Eventually the concert started with a very respectable sized audience, right up into the second circle of the Empire Theatre, and first up was Mendelssohn’s Scottish Symphony, a wonderful work that would normally be the finale to a performance with its melodious and majestic ending. Its themes were inspired by the then 20 year old Mendelssohn’s visit to Scotland in 1829 with his friend and companion Karl Klingemann, but it was not published until 1842. The performance was dominated by the strings, full orchestral forces, while the wind was only chamber orchestra size with three extra horns, making it seem a little unbalanced, but everyone played with considerable brio and the end result was most satisfying.

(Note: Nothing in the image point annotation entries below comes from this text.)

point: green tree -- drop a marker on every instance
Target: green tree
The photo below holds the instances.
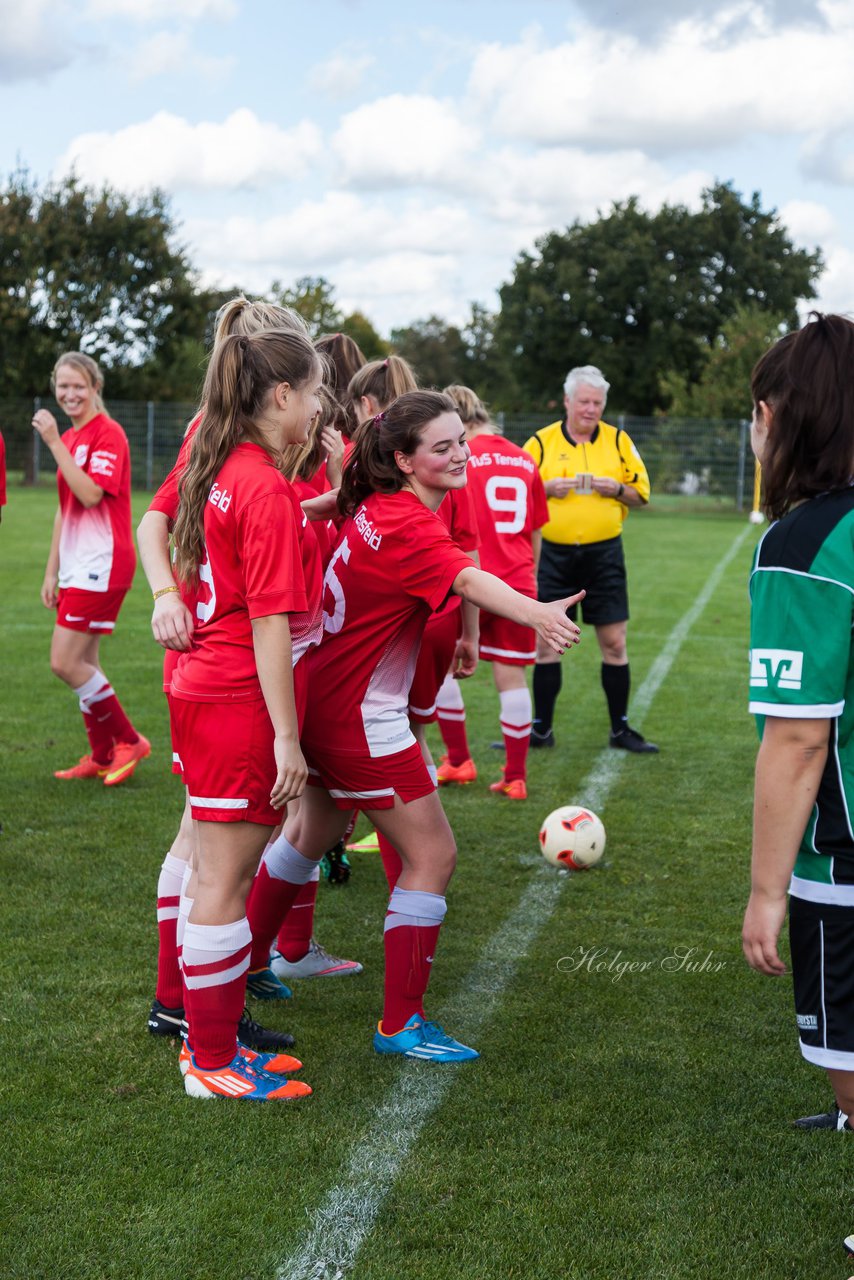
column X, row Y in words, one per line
column 314, row 298
column 435, row 350
column 97, row 272
column 722, row 389
column 639, row 293
column 361, row 330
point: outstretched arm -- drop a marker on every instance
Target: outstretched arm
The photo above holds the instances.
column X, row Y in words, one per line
column 549, row 621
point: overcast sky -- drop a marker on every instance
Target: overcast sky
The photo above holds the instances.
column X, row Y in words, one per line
column 409, row 152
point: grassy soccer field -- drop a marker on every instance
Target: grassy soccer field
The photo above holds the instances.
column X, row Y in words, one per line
column 621, row 1123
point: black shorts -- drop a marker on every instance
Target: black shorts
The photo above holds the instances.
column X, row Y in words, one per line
column 822, row 970
column 598, row 568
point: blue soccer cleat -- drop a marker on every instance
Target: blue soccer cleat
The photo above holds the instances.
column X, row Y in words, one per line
column 425, row 1041
column 264, row 984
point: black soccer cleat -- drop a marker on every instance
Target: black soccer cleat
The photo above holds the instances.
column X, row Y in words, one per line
column 832, row 1119
column 630, row 740
column 251, row 1034
column 336, row 864
column 167, row 1022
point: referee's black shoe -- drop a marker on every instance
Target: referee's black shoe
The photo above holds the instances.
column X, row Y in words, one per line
column 832, row 1119
column 630, row 740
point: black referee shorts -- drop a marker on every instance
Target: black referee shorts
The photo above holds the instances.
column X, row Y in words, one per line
column 822, row 970
column 598, row 568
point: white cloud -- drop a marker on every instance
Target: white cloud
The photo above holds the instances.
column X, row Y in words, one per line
column 403, row 140
column 319, row 234
column 341, row 76
column 170, row 152
column 685, row 91
column 158, row 10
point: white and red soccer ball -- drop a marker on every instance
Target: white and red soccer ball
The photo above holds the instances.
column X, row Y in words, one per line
column 572, row 837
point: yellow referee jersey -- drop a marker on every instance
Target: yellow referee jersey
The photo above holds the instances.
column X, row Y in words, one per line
column 587, row 517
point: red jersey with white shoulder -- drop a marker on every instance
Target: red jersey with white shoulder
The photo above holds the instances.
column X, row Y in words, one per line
column 393, row 565
column 252, row 568
column 510, row 504
column 95, row 543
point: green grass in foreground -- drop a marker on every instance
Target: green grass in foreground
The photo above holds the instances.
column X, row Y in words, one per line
column 629, row 1127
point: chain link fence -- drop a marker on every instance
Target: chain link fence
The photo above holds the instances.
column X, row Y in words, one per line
column 694, row 457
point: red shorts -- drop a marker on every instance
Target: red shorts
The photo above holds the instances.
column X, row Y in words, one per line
column 225, row 752
column 502, row 640
column 300, row 694
column 435, row 656
column 364, row 782
column 88, row 611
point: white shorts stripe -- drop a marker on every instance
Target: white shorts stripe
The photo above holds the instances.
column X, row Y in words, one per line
column 361, row 795
column 835, row 1059
column 423, row 711
column 507, row 653
column 218, row 803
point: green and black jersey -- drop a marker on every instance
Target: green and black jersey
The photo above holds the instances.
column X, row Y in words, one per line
column 802, row 666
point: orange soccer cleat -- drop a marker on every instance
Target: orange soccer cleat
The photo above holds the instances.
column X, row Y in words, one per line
column 85, row 768
column 459, row 773
column 126, row 757
column 515, row 790
column 241, row 1079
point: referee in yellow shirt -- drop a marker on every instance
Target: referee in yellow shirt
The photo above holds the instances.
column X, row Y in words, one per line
column 593, row 474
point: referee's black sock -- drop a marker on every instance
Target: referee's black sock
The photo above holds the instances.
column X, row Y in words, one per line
column 616, row 684
column 547, row 686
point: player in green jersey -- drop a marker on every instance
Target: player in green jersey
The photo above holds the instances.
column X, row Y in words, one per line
column 802, row 690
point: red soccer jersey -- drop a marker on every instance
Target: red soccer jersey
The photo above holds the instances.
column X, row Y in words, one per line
column 95, row 543
column 394, row 563
column 252, row 568
column 510, row 503
column 165, row 499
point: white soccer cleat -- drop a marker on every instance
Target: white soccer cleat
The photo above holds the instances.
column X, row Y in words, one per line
column 316, row 963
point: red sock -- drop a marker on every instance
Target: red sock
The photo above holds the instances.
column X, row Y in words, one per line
column 215, row 959
column 409, row 955
column 392, row 864
column 266, row 908
column 516, row 731
column 452, row 726
column 169, row 990
column 297, row 929
column 100, row 737
column 106, row 711
column 516, row 749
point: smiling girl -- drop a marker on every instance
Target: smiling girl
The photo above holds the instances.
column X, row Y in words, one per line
column 394, row 563
column 91, row 562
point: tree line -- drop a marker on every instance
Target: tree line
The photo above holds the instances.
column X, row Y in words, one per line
column 674, row 306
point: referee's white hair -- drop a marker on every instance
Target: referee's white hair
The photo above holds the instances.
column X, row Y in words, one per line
column 585, row 375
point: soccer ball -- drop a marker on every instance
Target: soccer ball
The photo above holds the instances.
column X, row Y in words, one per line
column 572, row 837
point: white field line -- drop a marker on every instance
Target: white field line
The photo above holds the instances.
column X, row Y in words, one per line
column 347, row 1214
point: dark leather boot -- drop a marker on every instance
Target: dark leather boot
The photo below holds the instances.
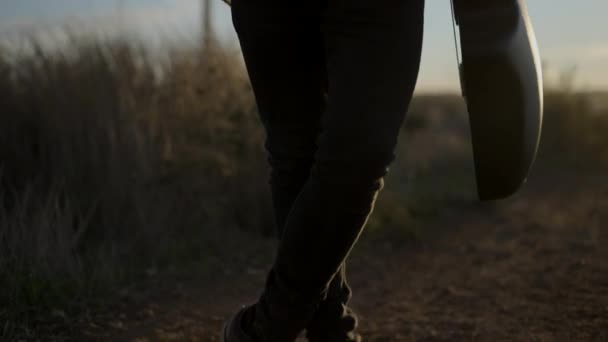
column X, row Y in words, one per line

Then it was out for ice creams, etcetera, or to enjoy the drinks that we had been asked to pre-order, but couldn’t as the bar failed to open before the concert. As the audience returned to their seats they were handed a hastily printed set of programme notes. Well done to whoever it was at Eden Court who managed to rush out this information, as at least it gave the opportunity to read something about the MacMillan piece before it exploded around our ears.

The Sacrifice was MacMillan’s second opera and it received considerable critical praise when it was premiered by Welsh National Opera in late 2007, before going on a short tour of one night stands in the south. MacMillan chose three of the seven interludes in the opera to work into a concert piece, much as Britten had done with his Sea Interludes based on extracts from Peter Grimes. The RSNO played this work at the BBC Proms last year, but as far as I can establish this performance was its Scottish premiere.

There was one major problem. We were being asked to listen to these three pieces out of the context of the opera, despite the fact that the music is unequivocally thematic.
It started with a cacophonous row that developed into a nightmarish film-like passage. There was atmosphere, there was a most creepy crescendo, there was evidence that MacMillan understood the demands of each instrument. It was as though Hitchcock had risen from the grave, but at least it was over after fifteen minutes. Applause at the end was polite rather than enthusiastic.

Then, to end the concert was the second pot-boiling crowd-pleaser of the evening, Elgar’s Enigma Variations in which the composer paints a series of musical portraits of a number of his friends, including the famous Nimrod portraying A J Jaeger. The RSNO were in fine form on sure ground and although this quintessentially English work has not achieved popularity outside the United Kingdom the visiting German conductor, Franz-Michael Erben, had grasped an excellent understanding of its nuances. It so happens that Erben is also the Konzertmeister, or Leader, of the Leipzig Gewandhaus Orchestra, so he will be taking this programme to home territory on Sunday. Perhaps the Leipzig audience will make more sense of the eccentric order in which the works were played.